How Infrared Scanning Works in Jacksonville's Climate
The fundamental physics: wet insulation has higher thermal mass than dry insulation. After a day of sun loading, wet areas retain heat after sunset while dry areas cool rapidly. The infrared camera captures this differential as a false-color image, with wet areas appearing warmer (brighter) than dry areas. The scan is overlaid onto the roof zone diagram for the report.
Jacksonville's climate has two practical effects on scan planning. First, the scan must be performed on a dry day following at least one day of adequate sun loading — scanning immediately after rain when the entire roof surface is wet produces no readable differential. Second, the high ambient temperature and humidity of Jacksonville summers can compress the post-sunset scanning window, because the entire roof surface cools more slowly in humid conditions. We account for this in scheduling and confirm scan viability conditions before mobilizing.
The scan is not destructive. No membrane penetrations are made during the thermal imaging phase. We verify anomalies with spot moisture core pulls — typically three to five inch diameter plugs through the membrane and insulation — at flagged locations. Core pulls confirm whether the thermal anomaly is genuine wet insulation or a surface condition (residual moisture, HVAC condensate, mechanical equipment heat source) that can produce a false positive. Every thermal anomaly flagged in the report is verified by a core pull.
Recover vs. Replace: What the Scan Tells You
The primary economic value of an infrared scan is precise delineation of wet versus dry insulation areas before a tear-off decision is made. A building owner considering a TPO recover on a 60,000 square foot Southside office building — a scope that might run $200,000 to $280,000 — needs to know whether the recover path is viable before signing a contract. If 40% of the insulation is saturated, the recover traps moisture, voids the new manufacturer warranty, and produces a second failure in 3-5 years. The scan finds that before the contract is signed.
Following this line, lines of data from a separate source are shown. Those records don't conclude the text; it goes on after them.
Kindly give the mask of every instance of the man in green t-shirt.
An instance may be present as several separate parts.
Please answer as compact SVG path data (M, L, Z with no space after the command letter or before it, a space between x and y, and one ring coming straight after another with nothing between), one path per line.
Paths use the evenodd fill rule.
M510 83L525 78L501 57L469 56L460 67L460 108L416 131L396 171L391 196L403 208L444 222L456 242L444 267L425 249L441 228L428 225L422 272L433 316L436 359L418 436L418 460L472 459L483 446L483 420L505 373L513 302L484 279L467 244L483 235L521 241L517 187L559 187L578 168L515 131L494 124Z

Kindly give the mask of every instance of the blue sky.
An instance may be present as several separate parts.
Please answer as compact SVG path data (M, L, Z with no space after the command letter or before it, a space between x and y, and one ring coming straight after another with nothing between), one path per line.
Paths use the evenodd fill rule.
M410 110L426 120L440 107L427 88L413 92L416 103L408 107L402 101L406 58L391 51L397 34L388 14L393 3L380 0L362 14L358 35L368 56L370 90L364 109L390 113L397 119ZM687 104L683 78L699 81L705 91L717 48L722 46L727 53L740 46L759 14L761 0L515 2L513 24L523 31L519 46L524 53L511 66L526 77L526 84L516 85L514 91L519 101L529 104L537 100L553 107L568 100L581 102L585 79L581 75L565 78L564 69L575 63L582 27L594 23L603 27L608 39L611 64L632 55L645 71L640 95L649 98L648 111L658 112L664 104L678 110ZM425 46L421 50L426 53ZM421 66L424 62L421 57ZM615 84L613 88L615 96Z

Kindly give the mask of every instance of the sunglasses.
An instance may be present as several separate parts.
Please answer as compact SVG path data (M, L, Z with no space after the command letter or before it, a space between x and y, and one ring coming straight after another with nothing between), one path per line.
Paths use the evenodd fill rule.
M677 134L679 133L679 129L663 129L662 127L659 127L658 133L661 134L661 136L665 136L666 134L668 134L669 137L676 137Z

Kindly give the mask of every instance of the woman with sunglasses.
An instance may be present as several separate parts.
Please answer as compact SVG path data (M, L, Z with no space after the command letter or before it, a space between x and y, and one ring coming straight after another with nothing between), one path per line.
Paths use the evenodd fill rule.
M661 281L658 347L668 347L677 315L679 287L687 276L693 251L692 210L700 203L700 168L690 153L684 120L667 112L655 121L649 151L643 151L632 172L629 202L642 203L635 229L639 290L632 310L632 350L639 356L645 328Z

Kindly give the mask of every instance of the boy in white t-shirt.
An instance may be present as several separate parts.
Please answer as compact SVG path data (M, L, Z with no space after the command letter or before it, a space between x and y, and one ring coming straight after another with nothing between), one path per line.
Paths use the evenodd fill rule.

The Florida Building Code 25% rule adds a related planning dimension. Under FBC Section 1511, if more than 25% of a roof area is replaced or recovered in any 12-month period, the entire roof must be brought to current code. An infrared scan can identify whether a targeted replacement of wet areas will stay below the 25% threshold — allowing a phased replacement approach — or whether the wet area is large enough that full replacement is the code-required outcome regardless.